3. Keep seeing the same name over and over in the "box"? Time to stand up for the kid and talk with the parents. Allowing abuse is abuse itself. Ask that the kid be evaluated for problems. If your district psychologists do not have the expertise to conduct such an assessment, pay for a private clinician. We private practitioners have to tell the truth, the whole truth and guide parents to support services for themselves and their kids. Paying for a private evaluation may "let you off the hook" and give you permission to take action. Or, as a first step, create a behavior program in conjunction with parents so that they know exactly what will happen if the behavior persists. If parents are willing to go into therapy WITH their kids, work closely with the therapist in order to promote healthier behavior in all settings. There's no time to waste.
So so so many kids with these behaviors are depressed and their depression and self-loathing ends up in aggression. As my father would say, "Don't just stand there, do something". Parents, don't make excuses. How will you explain all of this to yourself when your kid is arrested? Yep, juvenile court judges are a tough crowd and they don't buy your stuff. Once physical harm is done or a law is broken, you've lost your advantage. Other people will take charge for you.
4 Take a look at the "prey" who are being targeted.

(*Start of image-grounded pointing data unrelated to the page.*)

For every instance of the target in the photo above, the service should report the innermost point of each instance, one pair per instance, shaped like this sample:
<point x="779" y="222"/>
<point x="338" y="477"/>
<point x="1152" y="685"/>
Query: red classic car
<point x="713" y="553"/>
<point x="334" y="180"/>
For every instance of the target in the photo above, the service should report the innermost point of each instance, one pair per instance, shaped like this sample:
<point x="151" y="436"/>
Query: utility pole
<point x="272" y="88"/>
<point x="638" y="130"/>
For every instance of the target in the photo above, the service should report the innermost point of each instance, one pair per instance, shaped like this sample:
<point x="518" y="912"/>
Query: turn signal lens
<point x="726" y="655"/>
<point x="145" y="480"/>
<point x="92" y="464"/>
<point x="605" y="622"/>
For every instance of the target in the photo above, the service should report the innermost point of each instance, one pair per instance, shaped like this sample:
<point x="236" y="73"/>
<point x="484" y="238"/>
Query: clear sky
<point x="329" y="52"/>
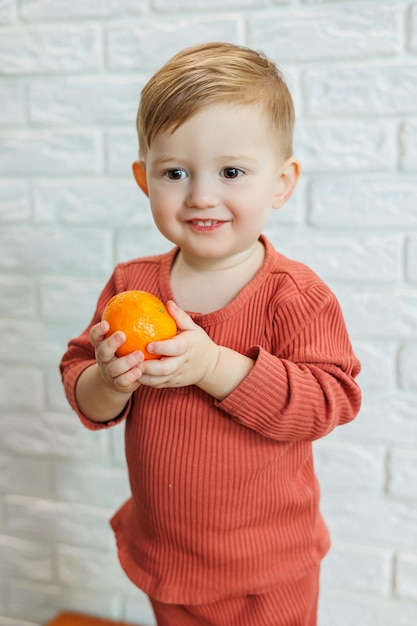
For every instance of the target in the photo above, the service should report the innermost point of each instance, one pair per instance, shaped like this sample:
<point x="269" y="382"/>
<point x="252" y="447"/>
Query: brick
<point x="146" y="45"/>
<point x="348" y="467"/>
<point x="107" y="487"/>
<point x="358" y="569"/>
<point x="371" y="355"/>
<point x="6" y="17"/>
<point x="21" y="388"/>
<point x="140" y="242"/>
<point x="121" y="149"/>
<point x="408" y="146"/>
<point x="69" y="298"/>
<point x="52" y="521"/>
<point x="370" y="90"/>
<point x="26" y="559"/>
<point x="387" y="418"/>
<point x="336" y="202"/>
<point x="344" y="147"/>
<point x="11" y="103"/>
<point x="82" y="252"/>
<point x="34" y="343"/>
<point x="54" y="49"/>
<point x="355" y="608"/>
<point x="407" y="371"/>
<point x="50" y="435"/>
<point x="14" y="202"/>
<point x="412" y="28"/>
<point x="9" y="621"/>
<point x="201" y="5"/>
<point x="406" y="576"/>
<point x="345" y="33"/>
<point x="345" y="257"/>
<point x="89" y="202"/>
<point x="38" y="10"/>
<point x="25" y="475"/>
<point x="402" y="474"/>
<point x="45" y="601"/>
<point x="18" y="297"/>
<point x="411" y="260"/>
<point x="90" y="569"/>
<point x="137" y="604"/>
<point x="56" y="400"/>
<point x="49" y="153"/>
<point x="84" y="100"/>
<point x="386" y="314"/>
<point x="378" y="522"/>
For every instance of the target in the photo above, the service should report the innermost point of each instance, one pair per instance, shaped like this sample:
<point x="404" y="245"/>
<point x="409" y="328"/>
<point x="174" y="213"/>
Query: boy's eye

What "whiffs" are they putting off that make other kids think they can get away with this conduct. Can they not defend themselves verbally? Do they have social and/or learning and/or behavioral problems that have gone unnoticed or even underestimated if they are already known to have problems? Does that child belong at that school or do they need more intensive support?
Parents, don't be fooled by anti-bullying programs in your schools. There's no substitute for competent, individualized intervention for kids. All behavior is purposeful, meaningful and interpretable. Demand that your district have an intelligent plan to find out what is going on for "both sides" of the predator/prey dynamic and to take intelligent action. Be the parent that says, "Enough!"
Get out there...I have confidence in you.